One of Sophie Tucker’s first jobs, in 1907, was at the 125th Street Theater where her strong contralto voice made her a powerful ‘Coon Shouter,’ a white performer who, in the 19th and early 20th century, sang as a blackfaced minstrel. Tucker often asked to perform without blackface, but was told that she was too “big and ugly” to be featured. When her makeup was lost in transit one day, the opportunity to perform without blackface presented itself and the audience took to her warmly.
Soon she was known for both her husky voice and her outspoken comedy.
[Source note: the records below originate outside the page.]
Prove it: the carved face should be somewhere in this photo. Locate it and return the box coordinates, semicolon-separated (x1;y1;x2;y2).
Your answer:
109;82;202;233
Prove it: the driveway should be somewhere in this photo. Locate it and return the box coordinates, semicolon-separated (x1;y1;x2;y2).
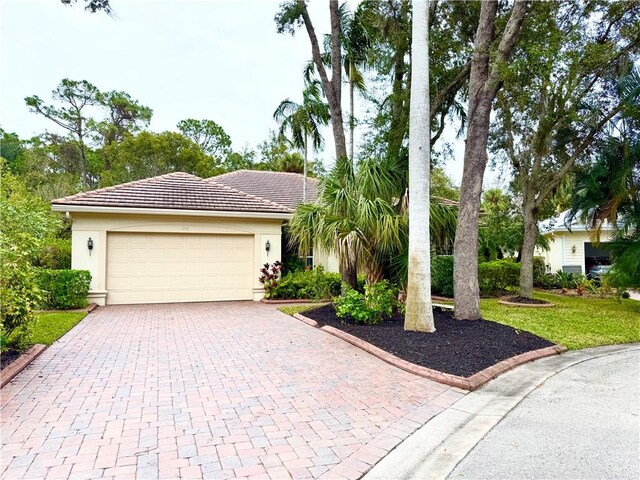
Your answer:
1;302;464;479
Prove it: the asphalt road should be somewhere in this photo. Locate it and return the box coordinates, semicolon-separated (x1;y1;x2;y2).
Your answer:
448;348;640;480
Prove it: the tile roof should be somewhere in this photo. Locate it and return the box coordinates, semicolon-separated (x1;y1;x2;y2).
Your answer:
51;172;292;214
210;170;320;209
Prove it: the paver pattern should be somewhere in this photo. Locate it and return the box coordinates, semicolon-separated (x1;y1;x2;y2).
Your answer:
1;302;464;479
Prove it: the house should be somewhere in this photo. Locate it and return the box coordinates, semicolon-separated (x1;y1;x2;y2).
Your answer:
534;210;617;275
51;170;337;306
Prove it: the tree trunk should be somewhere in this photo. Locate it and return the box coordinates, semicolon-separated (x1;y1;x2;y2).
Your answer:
303;134;308;202
453;0;528;320
349;63;355;162
519;203;538;299
453;0;498;321
405;0;434;333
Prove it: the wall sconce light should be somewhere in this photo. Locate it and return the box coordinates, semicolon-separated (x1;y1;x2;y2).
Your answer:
87;237;94;256
265;240;271;256
571;244;576;254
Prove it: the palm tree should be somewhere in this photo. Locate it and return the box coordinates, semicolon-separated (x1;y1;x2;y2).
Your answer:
288;154;457;289
404;0;434;332
273;81;330;201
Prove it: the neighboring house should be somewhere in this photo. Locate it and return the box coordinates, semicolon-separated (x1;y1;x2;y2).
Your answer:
535;210;617;275
51;170;337;306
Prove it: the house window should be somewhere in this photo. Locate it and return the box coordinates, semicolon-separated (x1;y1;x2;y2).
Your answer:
305;247;314;268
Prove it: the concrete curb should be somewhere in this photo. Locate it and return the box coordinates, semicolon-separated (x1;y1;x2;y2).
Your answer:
1;344;47;388
295;312;566;391
363;343;640;480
When Tucker first heard her own recorded voice she exclaimed, “…, I sound like a foghorn!” But the public loved Tucker’s sound and she became a popular recording artist in an era when recordings were still made on cylinders. In 1911 she recorded her theme song “Some of These Days” for the Edison Company. By 1914 Sophie Tucker was a major star, touring nonstop in the U.S. and abroad. Her song “My Yiddische Momme” (“My Yiddish Mother”) stirred such emotion and pride among European Jews that the Nazis eventually forbade the sale of her recordings.
Throughout her life Sophie Tucker was known to be very generous. She bought lavishly for herself, her family, and friends. Although not an observant Jew, she espoused the practice of tzedakah (charity), the duty of a Jew to establish justice through compassion. She raised over four million dollars for servicemen during World War I and years later donated to charity all the proceeds from her fiftieth-anniversary record album and her autobiography, Some Of These Days She was also a good business woman and invested her earnings soundly—in real estate and industry.
Sophie Tucker, “The Last of the Red-Hot Mamas” as she called herself, continued to perform in clubs, movies, and on radio, television and stage until she was seventy-eight. legacy of her brassy outspoken style continues to emerge in the work of contemporary women comics such as Bette Midler and Roseanne Barr.